AMC, arthrogryposis multiplex congenita.

Mobility will be assessed using the Functional Mobility Scale (FMS) and the Gillette Functional Assessment Questionnaire (FAQ). The FMS is a free, standardised outcome measure developed to classify functional mobility validated for children with cerebral palsy. It considers the assistive devices a child may use to mobilise in the home, at school and in the community settings. It is a performance measure done by the clinician interviewing the child/parent.¹⁸ While it was designed for children with cerebral palsy, considering children with AMC often rely on assistive devices to walk and have limited ambulation potential and has been used in previous research in children with AMC,¹⁹ it was selected to provide a standardised description of functional mobility for the registry. The FMS will be completed on participants between 4 and 21 years of age and is scored for each distance of 5, 50 and 500 m. The FAQ is a 10-level parent-report scale describing ambulation level (from independent community ambulation to nonambulatory) for children with walking disabilities.²⁰ As such, it will be completed on participants between 2 and 21 years of age, providing one score ranging from 1 to 10.

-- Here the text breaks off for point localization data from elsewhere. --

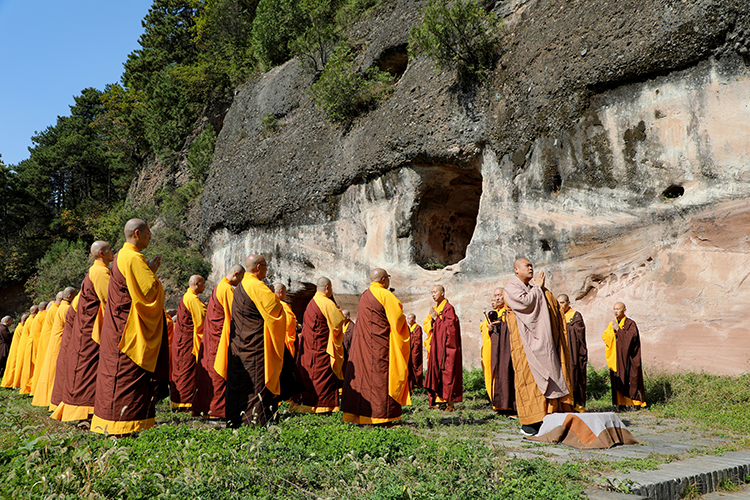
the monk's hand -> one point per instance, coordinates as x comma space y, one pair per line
154, 263
540, 279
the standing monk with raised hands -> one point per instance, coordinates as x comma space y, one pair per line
539, 348
211, 369
134, 349
188, 334
376, 380
256, 349
444, 378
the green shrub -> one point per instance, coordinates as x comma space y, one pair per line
461, 36
343, 93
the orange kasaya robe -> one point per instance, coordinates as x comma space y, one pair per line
43, 342
133, 354
10, 368
48, 367
376, 382
320, 357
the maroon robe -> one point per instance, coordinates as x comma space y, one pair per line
501, 364
125, 391
182, 380
82, 358
628, 380
578, 358
445, 370
416, 367
58, 389
365, 390
314, 363
210, 387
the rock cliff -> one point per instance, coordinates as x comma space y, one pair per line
610, 145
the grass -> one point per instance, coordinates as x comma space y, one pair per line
432, 455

The Functional Independence Measure for Children (WeeFIM) instrument examines basic daily living and functional skills in children from birth to 7 years of age, and includes 18 items in the following subscales: self-care, sphincter control, transfers, locomotion, communication and social cognition. The WeeFIM was designed as either an observational or interview instrument. Some items are easily observed (eg, walking up stairs); others are more difficult to observe (eg, sphincter control).²¹ Self-care, mobility, cognition and total scores will be computed. For the purposes of this study, the interview will be conducted with the parent or other caregiver who is familiar with the child, and the child between 3 and 21 years of age by certified personnel. A CRC and/or rehabilitation specialist at each participating site will complete the training and credentialing to administer and score the WeeFIM. An inter-rater reliability exercise will be completed by viewing two recordings depicting the administration of the WeeFIM with two children, and scoring the individual items. Subscales, domains and total scores will be calculated and interrater reliability will be computed using the Kappa statistic for individual items and the intraclass correlation (ICC) for subscales, domains and total scores.²² If raters achieve ICC values below 0.80, a training session to go over scoring will be provided to promote greater agreement.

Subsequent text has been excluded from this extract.